Lima puluh kota, Sumbar – Dewanusantaranews.com – Bupati Kampar, Ahmad Yuzar, melakukan kunjungan silaturahmi ke Kantor Bupati Lima Puluh Kota di Sarilamak, Kecamatan Harau, Kabupaten Lima Puluh Kota, Sumatera Barat.
Dalam kunjungan tersebut, Bupati Kampar didampingi Sekretaris Daerah Kabupaten Kampar, Kabag Tata Pemerintahan (Tapem), unsur Koramil, serta Forkopimcam Koto Kampar Hulu. Rombongan disambut langsung oleh Bupati Lima Puluh Kota beserta jajaran di Kantor Bupati Lima Puluh Kota.
Dalam pertemuan tersebut, Bupati Kampar menyampaikan keprihatinannya terhadap aktivitas penambangan emas tanpa izin (PETI) yang diduga terjadi di kawasan perbatasan Provinsi Riau dan Sumatera Barat. Menurutnya, aktivitas tersebut diduga berdampak pada kondisi lingkungan, terutama Sungai Kampar yang saat ini mengalami kekeruhan cukup tinggi.

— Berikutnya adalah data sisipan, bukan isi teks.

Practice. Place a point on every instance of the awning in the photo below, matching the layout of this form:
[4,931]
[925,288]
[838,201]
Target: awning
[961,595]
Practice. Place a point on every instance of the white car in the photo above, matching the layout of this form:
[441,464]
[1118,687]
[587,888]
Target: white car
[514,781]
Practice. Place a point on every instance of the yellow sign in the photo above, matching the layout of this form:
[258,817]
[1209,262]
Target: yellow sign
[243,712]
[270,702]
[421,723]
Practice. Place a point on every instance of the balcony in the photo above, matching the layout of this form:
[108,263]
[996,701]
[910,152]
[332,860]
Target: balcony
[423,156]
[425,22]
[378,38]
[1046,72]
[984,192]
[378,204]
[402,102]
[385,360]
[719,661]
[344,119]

Selain itu, Bupati Kampar juga menyampaikan laporan mengenai adanya kematian ikan di sejumlah kawasan ikan larangan yang selama ini dijaga oleh masyarakat sebagai upaya pelestarian sumber daya perikanan. Ia berharap persoalan ini menjadi perhatian bersama pemerintah daerah, aparat penegak hukum, serta instansi terkait agar dilakukan langkah-langkah penanganan sesuai ketentuan yang berlaku.
Sementara itu, Camat Koto Kampar Hulu, Ahmad Begab, menyampaikan bahwa masyarakat di wilayahnya sangat berharap adanya penanganan serius terhadap kondisi Sungai Kampar yang hingga kini belum kembali jernih.